Notebook

From bits to characters¶

You might have heard that computers operate in binary, with 1s and 0s. But they are also filled with numbers, words, images, and sounds. This chapter will teach you the conventions that have evolved over many years for encoding complex data as sequences of bits, and decoding those bits back into complex data.

I have two reasons for starting here. The first is practical. Many problems you will encounter in working with text are caused by inconsistencies in how we encode and decode text data. Knowing how data is actually represented can help you recognize and solve problems that might otherwise seem bizarre and incomprehensible. The second reason is emotional. If you know down to the very bits how a system works, it will seem less mysterious to you. You will feel more confident and less willing to give up if something isn't working how you think it should.

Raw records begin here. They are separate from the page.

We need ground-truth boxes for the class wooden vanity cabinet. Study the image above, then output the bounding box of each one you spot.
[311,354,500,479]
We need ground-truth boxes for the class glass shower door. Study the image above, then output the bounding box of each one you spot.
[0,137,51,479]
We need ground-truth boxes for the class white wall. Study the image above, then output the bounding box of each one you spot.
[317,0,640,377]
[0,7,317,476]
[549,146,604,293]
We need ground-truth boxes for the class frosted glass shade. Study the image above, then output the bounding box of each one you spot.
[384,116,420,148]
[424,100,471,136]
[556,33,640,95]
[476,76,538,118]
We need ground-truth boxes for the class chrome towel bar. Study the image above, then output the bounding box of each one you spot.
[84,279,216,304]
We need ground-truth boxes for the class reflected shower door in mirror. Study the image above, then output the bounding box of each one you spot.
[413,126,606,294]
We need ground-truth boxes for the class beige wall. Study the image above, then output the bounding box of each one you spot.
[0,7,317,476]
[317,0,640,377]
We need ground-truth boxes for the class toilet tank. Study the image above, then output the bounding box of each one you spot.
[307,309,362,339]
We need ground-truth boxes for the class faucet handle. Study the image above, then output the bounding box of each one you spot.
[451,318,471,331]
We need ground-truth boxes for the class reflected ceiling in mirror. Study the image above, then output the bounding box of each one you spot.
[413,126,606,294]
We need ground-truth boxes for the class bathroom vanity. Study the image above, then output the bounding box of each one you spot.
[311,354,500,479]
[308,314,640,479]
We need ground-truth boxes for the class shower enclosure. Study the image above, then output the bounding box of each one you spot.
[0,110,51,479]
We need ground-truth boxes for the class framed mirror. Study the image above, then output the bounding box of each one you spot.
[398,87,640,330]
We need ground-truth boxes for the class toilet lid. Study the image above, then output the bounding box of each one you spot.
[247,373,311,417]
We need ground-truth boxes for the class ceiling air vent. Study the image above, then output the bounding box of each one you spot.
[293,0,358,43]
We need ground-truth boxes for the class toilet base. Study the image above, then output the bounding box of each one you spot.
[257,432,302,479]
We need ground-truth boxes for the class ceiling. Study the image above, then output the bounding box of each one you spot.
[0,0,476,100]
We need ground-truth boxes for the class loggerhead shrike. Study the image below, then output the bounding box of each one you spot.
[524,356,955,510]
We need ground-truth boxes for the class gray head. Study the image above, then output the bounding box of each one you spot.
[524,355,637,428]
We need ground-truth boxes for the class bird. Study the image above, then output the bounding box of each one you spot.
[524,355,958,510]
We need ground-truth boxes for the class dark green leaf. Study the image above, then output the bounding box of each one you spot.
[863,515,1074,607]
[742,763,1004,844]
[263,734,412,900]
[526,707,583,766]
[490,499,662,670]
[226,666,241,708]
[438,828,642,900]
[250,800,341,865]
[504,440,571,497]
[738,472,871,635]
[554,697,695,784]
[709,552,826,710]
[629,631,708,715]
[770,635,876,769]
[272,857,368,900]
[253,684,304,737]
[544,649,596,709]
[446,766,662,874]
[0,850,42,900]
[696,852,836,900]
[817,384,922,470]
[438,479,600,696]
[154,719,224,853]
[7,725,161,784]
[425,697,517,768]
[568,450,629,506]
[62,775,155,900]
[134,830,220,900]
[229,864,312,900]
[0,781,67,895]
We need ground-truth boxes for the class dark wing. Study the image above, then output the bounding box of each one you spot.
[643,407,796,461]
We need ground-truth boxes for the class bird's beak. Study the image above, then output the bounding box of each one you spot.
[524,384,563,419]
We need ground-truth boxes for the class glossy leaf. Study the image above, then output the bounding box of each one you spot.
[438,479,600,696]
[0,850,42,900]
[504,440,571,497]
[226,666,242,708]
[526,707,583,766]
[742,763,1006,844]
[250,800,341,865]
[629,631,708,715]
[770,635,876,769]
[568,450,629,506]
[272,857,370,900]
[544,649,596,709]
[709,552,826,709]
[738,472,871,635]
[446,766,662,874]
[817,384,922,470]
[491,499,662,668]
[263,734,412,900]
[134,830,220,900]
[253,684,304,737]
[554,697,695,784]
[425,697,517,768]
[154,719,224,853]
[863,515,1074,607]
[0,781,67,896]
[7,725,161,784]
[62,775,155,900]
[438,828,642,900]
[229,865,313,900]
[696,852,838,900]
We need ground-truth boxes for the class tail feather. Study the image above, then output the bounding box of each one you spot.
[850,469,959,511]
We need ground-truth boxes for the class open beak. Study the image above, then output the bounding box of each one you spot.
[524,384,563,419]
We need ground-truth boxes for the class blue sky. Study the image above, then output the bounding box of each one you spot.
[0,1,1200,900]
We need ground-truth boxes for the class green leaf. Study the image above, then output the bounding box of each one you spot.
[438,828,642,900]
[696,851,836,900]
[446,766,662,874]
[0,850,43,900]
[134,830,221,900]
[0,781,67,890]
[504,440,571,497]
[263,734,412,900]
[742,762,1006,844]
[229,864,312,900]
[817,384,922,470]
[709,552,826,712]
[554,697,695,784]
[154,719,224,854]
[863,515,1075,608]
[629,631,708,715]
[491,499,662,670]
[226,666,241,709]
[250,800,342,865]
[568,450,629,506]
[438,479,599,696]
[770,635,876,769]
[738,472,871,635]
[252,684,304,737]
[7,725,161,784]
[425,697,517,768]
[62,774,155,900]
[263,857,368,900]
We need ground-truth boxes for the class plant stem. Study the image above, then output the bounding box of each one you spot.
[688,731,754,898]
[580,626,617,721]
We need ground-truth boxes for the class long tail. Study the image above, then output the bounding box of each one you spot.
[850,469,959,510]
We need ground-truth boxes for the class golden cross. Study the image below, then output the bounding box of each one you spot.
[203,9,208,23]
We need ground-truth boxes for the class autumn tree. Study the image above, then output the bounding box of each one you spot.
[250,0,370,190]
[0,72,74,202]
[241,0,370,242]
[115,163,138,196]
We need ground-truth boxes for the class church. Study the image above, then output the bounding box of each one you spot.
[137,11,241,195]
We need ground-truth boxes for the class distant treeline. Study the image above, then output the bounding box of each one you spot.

After working through this chapter you should be able to

work with binary and hexadecimal representations of numbers
describe different ways to represent characters as numbers
explain the motivation for the Unicode standard
describe the relationship between Unicode and byte encodings such as UTF-8

Numbers¶

So what can we do with a sequence of bits, binary digits that can be 1 or 0? The simplest thing is to represent is whole numbers. With one bit we can represent two numbers, 0 and 1. With two bits we can represent four numbers, from 0 to 3, by declaring that one bit represents 1 and the second bit represents 2.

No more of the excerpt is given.